Champion trainer Chris Waller says he is well aware of the “lucrative” prospect of one day training in Hong Kong but is not prepared to give up his star Australian gallopers, at least for now.
The trainer of champion mare Winx is in Hong Kong on a one-day mission to oversee the preparation of Comin’ Through ahead of the Group One Longines Hong Kong Mile (1,600m) on Sunday.
Following the departure of trainer Michael Freedman and the looming retirement of John Moore at the end of next season, the Jockey Club is determined to lure a big name to fill the void.
The New Zealand native, who is now based in Sydney, has made no secret about his desire to evolve his stable into an international operation, with goals to send more horses overseas targeting big races.
“Gee, it’s a very lucrative place to train, I envy the trainers that are here,” he said. “Where I am lucky however is turnover. There are always good horses not far away and we are spoilt over the past few years with some good ones, obviously Winx but now a couple of young ones.
“That is the sacrifice you have to make, giving away those real distinct, good horses.”
With a quarantine stalemate between the Australian Government and the Jockey Club stifling the transport of horses between Australia and Hong Kong, Waller said he would have brought more horses to Sunday’s HKIR meeting if a resolution was brokered in time.
The deadlock, which has dragged on for over a year, also put a red line through any possibility of Waller bringing Winx to Hong Kong last year.
“It is a bit of a shame because she has got a huge following over the world,” he said.
With Comin’ Through’s owner, Sir Owen Glenn, hell-bent on international success, Waller will travel the brother of multiple Hong Kong Group One placegetter Criterion to Dubai for the World Cup meeting in March.
“You need depth in your stables to be able to bring horses. It would have been nice to bring a few, that’s for sure,” he said.
“Funnily enough, not being able to easily come [to Hong Kong] probably makes the desire to come even stronger. “With our stable, we want to be more international and you can just see how hard it is getting to Europe and getting to the Breeders’ Cup, but Hong Kong is very achievable.”
While Comin’ Through is only rated a rough chance in the Hong Kong Mile, Waller said his horse relishes a change of environment and races well fresh.
“He is a horse that just lost a little bit of form.
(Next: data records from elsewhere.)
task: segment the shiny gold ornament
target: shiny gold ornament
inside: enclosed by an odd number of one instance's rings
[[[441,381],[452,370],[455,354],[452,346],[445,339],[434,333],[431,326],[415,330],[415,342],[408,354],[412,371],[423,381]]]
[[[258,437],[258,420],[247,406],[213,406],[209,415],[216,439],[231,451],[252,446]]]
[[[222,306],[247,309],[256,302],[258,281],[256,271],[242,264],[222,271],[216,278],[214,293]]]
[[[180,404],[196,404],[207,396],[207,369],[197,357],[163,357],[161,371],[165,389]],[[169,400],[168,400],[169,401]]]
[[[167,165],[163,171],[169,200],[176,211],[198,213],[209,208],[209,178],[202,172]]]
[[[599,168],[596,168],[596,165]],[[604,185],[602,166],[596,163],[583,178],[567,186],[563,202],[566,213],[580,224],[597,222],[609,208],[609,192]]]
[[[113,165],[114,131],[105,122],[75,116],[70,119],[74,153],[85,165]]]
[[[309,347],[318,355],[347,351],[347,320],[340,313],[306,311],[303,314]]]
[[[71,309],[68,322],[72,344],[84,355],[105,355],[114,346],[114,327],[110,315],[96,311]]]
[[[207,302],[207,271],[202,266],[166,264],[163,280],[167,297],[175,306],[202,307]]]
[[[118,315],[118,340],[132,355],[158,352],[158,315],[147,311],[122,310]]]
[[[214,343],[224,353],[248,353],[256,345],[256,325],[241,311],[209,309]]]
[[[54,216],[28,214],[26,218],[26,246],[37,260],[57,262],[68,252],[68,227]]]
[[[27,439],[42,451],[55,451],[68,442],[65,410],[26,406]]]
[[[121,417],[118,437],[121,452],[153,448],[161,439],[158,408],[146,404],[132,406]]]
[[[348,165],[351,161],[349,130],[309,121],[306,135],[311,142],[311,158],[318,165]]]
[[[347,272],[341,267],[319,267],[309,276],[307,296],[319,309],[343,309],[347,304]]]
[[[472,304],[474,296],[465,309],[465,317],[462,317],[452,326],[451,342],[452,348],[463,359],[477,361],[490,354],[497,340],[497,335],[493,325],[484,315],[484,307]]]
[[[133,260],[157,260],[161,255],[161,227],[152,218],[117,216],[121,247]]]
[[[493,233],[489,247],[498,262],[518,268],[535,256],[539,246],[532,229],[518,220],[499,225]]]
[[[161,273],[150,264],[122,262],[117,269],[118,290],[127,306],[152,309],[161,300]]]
If you go back a few months he ran second in the Doncaster Mile and he won the Doomben Cup,” he said.
Waller also hinted at a possible Hong Kong campaign next year for up-and-coming star The Autumn Sun, saying he had local owners keen on the prospect of racing on their home turf.
However, it will be a matter of timing for Waller with the colt set to have only a short time racing with a rich career as a stallion beckoning for the dual Group One winner.
“He is owned up here so obviously they’d like us to consider it, as long as it doesn’t affect the horse in any way,” he said.